The Duke of Sussex will officially launch the team of injured and wounded military veterans and service personnel who will compete in the next Invictus Games.
A group of 65 sportsmen and women have been selected for the Paralympics-style event and will compete in the Netherlands next year.
This morning, Team UK also unveiled its first female captain, RAF veteran Rachel Williamson.
Ms Williamson previously received a rugby injury, which developed into a functional neurological disorder, leaving her unable to use her arm completely.
She said this year was an opportunity to “build” a new version of herself and take the “final step” to where she wants to be.
“I’ve accepted my injury; learnt I can let my emotions go and not be embarrassed or afraid about asking for help. Now it’s time I raise the bar by trying new sports, being positive and happier with less excuses,” she said.
The veteran described the Invictus Games “as an amazing opportunity through sport to regain that sense of pride which can be lost following the onset of mental or physical disabilities”.
The team will compete in nine sports from athletics, archery, wheelchair basketball, cycling, power lifting, indoor rowing, wheelchair rugby, swimming and sitting volleyball.
Training will continue until May in various locations across the country as part of Help for Heroes’ extensive Sports Recovery programme and role to train and develop the team.
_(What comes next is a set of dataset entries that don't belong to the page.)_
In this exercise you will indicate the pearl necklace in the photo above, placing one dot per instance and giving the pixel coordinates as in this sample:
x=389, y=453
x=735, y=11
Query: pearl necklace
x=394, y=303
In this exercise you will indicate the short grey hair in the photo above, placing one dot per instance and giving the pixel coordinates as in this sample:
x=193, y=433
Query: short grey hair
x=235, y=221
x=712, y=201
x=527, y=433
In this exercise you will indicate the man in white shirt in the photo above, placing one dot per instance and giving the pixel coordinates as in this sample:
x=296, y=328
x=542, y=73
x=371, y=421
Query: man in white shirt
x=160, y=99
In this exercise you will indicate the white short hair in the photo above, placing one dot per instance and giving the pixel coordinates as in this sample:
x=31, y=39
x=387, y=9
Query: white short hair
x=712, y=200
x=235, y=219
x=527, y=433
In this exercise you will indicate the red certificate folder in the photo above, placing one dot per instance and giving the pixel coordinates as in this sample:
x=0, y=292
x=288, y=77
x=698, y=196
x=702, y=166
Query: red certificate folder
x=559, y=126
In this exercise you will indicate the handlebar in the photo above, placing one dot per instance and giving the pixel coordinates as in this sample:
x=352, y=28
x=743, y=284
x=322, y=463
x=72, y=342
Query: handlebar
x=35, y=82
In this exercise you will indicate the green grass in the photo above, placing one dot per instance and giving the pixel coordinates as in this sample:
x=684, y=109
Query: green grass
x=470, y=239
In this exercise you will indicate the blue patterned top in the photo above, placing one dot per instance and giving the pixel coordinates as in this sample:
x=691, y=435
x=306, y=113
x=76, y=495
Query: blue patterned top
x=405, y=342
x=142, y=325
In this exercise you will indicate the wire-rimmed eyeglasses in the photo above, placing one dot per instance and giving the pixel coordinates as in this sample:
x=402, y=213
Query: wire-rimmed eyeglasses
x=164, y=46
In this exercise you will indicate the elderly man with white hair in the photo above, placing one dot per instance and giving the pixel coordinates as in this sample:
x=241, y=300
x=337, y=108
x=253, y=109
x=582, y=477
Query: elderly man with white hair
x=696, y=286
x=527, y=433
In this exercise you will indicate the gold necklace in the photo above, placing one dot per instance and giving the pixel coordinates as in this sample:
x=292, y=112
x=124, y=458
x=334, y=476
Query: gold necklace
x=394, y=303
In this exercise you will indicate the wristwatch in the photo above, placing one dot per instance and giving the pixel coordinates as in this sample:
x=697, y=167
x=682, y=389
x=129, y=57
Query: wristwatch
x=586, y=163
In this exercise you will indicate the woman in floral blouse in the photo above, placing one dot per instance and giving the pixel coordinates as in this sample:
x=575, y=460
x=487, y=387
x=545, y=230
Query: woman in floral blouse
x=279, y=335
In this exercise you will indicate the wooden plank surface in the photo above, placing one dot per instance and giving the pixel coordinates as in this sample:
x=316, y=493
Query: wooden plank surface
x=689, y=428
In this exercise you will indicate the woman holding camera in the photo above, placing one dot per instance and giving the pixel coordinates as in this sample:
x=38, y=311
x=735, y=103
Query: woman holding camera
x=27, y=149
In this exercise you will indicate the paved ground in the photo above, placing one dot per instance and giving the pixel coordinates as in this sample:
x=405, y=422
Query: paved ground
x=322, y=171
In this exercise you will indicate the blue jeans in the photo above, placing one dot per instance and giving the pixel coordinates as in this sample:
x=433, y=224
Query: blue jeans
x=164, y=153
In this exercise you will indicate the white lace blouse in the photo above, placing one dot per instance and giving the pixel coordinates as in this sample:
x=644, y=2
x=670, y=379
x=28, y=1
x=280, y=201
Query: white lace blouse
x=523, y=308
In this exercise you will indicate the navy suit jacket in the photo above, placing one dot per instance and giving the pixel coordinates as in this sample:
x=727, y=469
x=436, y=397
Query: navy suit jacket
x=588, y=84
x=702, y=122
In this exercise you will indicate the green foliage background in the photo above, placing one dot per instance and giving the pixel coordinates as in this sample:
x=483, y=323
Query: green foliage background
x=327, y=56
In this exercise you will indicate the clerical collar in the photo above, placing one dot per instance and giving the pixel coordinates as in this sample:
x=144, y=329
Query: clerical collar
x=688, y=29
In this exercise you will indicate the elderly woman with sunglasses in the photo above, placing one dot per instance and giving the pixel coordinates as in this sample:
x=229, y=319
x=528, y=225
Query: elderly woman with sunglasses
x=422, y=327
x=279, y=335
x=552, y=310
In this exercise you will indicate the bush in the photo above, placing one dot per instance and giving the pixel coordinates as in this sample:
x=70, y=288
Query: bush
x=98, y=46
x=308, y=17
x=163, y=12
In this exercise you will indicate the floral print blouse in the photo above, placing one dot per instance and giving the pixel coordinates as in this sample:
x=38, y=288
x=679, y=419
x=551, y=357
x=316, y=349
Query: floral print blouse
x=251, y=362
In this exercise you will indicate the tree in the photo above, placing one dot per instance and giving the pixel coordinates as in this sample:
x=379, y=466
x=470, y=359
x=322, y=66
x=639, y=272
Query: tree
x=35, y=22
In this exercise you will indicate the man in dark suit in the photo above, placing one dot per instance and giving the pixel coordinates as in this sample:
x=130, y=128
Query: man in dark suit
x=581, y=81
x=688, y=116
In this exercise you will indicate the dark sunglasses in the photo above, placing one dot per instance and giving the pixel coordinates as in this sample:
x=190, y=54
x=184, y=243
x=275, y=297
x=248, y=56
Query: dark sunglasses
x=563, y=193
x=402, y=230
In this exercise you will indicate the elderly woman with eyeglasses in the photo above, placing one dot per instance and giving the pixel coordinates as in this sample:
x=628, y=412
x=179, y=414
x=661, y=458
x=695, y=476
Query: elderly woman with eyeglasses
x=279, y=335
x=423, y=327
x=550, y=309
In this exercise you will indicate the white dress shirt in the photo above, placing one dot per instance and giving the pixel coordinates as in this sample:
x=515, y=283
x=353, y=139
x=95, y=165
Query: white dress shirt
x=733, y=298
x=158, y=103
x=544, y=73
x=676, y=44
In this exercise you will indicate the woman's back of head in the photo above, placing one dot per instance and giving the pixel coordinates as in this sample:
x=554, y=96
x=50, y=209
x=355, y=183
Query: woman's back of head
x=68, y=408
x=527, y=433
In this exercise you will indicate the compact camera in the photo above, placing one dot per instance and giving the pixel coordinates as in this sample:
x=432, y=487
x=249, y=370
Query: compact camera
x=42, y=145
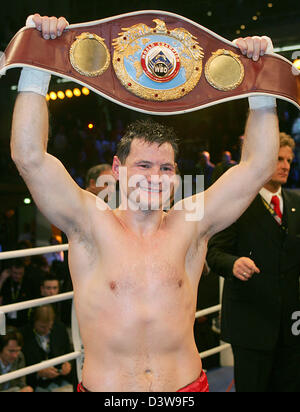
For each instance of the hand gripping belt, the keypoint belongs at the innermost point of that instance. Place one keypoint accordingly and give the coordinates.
(155, 62)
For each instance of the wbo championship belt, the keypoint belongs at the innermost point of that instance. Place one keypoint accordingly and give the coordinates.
(154, 62)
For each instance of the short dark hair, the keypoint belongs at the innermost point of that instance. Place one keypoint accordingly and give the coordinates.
(148, 131)
(95, 172)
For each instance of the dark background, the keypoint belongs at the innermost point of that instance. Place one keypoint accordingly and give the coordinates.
(214, 129)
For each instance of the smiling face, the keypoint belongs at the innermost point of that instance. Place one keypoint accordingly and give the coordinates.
(150, 173)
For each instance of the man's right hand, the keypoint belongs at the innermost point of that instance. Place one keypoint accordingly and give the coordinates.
(50, 27)
(244, 268)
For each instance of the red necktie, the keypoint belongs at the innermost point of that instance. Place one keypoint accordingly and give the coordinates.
(276, 205)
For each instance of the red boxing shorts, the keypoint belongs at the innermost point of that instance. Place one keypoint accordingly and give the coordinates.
(199, 385)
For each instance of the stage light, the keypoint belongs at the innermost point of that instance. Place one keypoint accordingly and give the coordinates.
(69, 93)
(85, 91)
(60, 95)
(53, 96)
(77, 92)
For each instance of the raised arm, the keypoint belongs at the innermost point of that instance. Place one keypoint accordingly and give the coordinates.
(55, 193)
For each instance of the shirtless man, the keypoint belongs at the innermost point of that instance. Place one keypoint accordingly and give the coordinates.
(136, 272)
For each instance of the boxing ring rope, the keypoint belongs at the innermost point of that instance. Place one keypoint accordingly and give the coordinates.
(78, 353)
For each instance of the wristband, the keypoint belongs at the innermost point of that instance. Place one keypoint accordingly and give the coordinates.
(261, 102)
(32, 80)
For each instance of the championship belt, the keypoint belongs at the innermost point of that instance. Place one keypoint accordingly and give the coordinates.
(154, 62)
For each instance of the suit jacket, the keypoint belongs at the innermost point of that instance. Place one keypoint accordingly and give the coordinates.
(258, 313)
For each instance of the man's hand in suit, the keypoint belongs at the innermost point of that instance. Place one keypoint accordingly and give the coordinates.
(244, 268)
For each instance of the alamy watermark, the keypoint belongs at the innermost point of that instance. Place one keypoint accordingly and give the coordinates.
(151, 193)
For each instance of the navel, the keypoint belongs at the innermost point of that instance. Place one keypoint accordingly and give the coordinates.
(112, 285)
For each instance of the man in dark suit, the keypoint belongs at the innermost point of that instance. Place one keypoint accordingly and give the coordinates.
(259, 257)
Hannah Lawton, of Help for Heroes and Chef de Mission for Team UK, said: “The 65 men and women selected to represent Team UK will not only gain a personal recovery benefit from taking part in the Games but they will hopefully inspire others suffering with life-changing injuries or illnesses that anything is possible.”
Harry staged the first Invictus Games in 2014, and last month celebrated the sporting event’s fifth anniversary describing the games as having changed society’s perception of disability and mental health.
At the celebration, the duke said the wounded servicemen, women and veterans who have competed in the past four games have not only saved their own lives, but those of others they have inspired.
Harry was inspired to found the global tournament after attending the Warrior Games in Colorado in 2013 and seeing how injured American military personnel thrived on the challenge of taking part in competitive sports that aided their recovery.
He went on to stage the inaugural games in London’s Olympic Park in 2014, followed by Orlando in 2016, Toronto in 2017 and Sydney in 2018, with The Hague chosen for the 2020 event where 500 competitors will take part in 10 adaptive sports.
Organisers have said that after 2020, Invictus will be staged every two years.
At the launch, being staged in central London, the competitors will gathered together for the first time – one of 19 national teams who will be taking part in the event from May 9-16 in The Hague.